The event is sponsored by the George Washington Forum, the OU College Republicans and the Clare Boothe Luce Policy Institute and will be called "Trigger Warnings, Safe Spaces and Moral Panics."
"She does touch on really controversial and really important topics," Anna Lippincott, President of the OU College Republicans said.
Lippincott said it was important to talk about the issues especially given the feminist presence at OU and the protests that have previously occurred on campus.
"I think it's a conversation that needs to happen, and I think she's the right person to spark it," Lippincott said.
Anna Lippincott, who became familiar with Dr.
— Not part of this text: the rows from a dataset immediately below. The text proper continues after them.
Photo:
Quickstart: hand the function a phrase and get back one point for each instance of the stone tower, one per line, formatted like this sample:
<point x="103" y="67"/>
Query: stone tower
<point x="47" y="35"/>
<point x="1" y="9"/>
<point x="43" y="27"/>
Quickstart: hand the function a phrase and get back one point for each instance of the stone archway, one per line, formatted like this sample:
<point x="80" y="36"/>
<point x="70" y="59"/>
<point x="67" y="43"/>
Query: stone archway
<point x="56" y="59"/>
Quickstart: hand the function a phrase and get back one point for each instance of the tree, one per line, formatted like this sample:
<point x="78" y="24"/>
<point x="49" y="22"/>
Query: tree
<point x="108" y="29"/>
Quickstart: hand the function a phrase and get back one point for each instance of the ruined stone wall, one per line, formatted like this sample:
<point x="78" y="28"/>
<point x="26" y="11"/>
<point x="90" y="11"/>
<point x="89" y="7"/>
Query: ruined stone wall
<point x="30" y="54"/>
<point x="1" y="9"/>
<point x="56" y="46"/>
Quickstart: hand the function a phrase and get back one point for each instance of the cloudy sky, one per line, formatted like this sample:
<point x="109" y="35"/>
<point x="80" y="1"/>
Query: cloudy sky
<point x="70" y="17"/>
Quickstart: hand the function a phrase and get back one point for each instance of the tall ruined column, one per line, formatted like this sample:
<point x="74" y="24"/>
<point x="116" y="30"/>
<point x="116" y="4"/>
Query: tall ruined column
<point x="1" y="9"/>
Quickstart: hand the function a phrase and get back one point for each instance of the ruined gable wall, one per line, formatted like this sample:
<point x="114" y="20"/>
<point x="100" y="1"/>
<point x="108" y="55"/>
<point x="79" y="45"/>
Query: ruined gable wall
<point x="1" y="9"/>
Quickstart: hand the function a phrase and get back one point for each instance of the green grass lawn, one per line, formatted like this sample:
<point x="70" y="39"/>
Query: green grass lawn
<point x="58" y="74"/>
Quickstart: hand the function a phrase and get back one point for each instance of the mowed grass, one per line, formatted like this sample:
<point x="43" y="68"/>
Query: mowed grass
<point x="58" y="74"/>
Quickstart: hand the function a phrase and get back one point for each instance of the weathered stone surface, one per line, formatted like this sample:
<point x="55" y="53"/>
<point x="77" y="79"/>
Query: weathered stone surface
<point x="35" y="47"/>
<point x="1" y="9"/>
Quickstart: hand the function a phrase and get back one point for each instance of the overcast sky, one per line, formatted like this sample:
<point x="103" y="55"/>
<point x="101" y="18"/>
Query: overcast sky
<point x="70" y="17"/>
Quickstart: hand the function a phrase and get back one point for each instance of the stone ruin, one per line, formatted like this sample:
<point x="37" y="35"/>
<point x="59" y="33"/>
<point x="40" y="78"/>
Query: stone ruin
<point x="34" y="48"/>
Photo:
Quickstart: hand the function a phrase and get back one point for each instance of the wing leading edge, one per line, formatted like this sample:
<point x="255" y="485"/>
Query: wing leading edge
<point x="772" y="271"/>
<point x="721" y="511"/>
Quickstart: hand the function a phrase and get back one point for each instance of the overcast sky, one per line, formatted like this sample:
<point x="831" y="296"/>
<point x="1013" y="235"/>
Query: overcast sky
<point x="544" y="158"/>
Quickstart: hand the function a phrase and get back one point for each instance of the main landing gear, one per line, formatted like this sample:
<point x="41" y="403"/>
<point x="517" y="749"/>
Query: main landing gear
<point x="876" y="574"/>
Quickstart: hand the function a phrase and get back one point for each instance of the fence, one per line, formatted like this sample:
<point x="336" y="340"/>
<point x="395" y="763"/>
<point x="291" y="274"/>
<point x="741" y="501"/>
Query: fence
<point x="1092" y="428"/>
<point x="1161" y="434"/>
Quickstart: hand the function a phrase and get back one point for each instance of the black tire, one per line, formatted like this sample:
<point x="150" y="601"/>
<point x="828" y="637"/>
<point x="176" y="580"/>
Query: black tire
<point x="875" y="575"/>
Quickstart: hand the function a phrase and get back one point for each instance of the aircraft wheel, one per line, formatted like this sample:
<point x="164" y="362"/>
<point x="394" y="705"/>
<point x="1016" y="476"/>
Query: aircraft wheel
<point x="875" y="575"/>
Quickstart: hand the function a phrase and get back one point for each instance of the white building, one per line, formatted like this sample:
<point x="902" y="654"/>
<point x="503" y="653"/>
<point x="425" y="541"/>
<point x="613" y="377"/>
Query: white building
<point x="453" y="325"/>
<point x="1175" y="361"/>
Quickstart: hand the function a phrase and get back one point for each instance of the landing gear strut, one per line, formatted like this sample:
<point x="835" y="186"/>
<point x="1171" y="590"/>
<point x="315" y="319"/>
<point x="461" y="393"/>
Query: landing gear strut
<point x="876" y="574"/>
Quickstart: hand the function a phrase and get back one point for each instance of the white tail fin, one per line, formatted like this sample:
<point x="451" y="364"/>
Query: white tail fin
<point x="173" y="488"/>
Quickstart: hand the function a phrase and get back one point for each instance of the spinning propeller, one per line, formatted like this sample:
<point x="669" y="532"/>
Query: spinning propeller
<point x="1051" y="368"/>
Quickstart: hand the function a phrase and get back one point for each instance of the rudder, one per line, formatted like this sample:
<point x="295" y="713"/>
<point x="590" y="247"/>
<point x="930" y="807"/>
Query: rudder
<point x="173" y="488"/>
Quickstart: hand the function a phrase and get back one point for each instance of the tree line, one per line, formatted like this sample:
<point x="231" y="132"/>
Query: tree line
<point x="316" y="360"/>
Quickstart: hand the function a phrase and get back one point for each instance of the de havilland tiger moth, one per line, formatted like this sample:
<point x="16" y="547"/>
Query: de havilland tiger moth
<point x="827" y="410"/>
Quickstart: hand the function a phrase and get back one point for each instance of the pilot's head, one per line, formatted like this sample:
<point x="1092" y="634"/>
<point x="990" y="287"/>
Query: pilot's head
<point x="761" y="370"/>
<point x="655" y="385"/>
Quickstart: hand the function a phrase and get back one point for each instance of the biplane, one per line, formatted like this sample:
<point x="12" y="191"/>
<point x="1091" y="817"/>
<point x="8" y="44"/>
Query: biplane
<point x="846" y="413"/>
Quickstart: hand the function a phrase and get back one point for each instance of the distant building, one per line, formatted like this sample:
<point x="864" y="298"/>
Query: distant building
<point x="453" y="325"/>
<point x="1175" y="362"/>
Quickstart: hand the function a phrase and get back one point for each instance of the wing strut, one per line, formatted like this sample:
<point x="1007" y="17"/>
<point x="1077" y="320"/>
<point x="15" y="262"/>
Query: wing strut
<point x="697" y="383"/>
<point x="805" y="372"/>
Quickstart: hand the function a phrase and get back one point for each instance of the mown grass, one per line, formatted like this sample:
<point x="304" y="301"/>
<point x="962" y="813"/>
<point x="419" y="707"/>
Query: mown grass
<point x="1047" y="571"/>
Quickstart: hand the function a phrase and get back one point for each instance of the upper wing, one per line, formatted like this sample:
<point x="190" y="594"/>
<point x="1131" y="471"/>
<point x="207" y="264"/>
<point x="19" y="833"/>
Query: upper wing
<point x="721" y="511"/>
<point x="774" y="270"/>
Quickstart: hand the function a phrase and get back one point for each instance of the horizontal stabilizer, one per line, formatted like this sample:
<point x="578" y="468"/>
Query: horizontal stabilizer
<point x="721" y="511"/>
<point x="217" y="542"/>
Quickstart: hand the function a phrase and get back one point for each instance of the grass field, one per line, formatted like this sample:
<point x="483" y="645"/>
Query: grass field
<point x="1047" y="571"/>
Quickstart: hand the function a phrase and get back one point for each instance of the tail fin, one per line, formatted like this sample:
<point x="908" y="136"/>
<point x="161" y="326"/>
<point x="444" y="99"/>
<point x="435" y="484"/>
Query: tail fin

Sommers’ research of the feminist movement while working as a CBLPI summer intern last year, “encouraged everyone to attend what she said would be an ‘entertaining’ lecture.”
"This lecture isn't just for feminists. It's not just for people who are politically involved — It's for all of us," Lippincott said. "It's for all of us who have felt isolated by the modern feminist movement and for all of us who maybe identify as a modern feminist."
Dr. Sommers has drawn clear distinctions between two divided camps, or “schools,” within the feminist movement: the egalitarian school and the maternal school. (See The Battle Within the Women’s Movement for an quick outline of the two camps.)
Sommers argues that modern feminist “activists themselves have turned the women’s movement into a caricature” of what the noble movement for social equality once was, and it’s time to Take Feminism Back.
…today the movement has been taken over by aggrieved eccentrics. Marching under the banner of feminism, the current activists are fighting a gender war that few women support or understand. The potential for harm is enormous. Mainstream women are going to have to rescue feminism from the feminists.
We badly need a responsible, reality-based women's movement. Women in many parts of the developing world are still struggling for their basic rights. The classical style of feminism that made American women among the most liberated in the world offers a tried-and-true road map to emancipation. Even in the West, there are still unresolved equity issues.
Who needs feminism? We do. The world does. But not the feminism that prevails in the typical college "womyn's center."
Sommers calls for a new Freedom Feminism that appeals to many women and offers support to “the women [in the world] who have yet to find the liberty that Western women have won for themselves.”
My advice to today's college women: take back feminism now. Make it inclusive, fair, and reality-based. Make the movement attractive again to the majority of American women who want their rights but do not wish to be liberated from the traditions of femininity.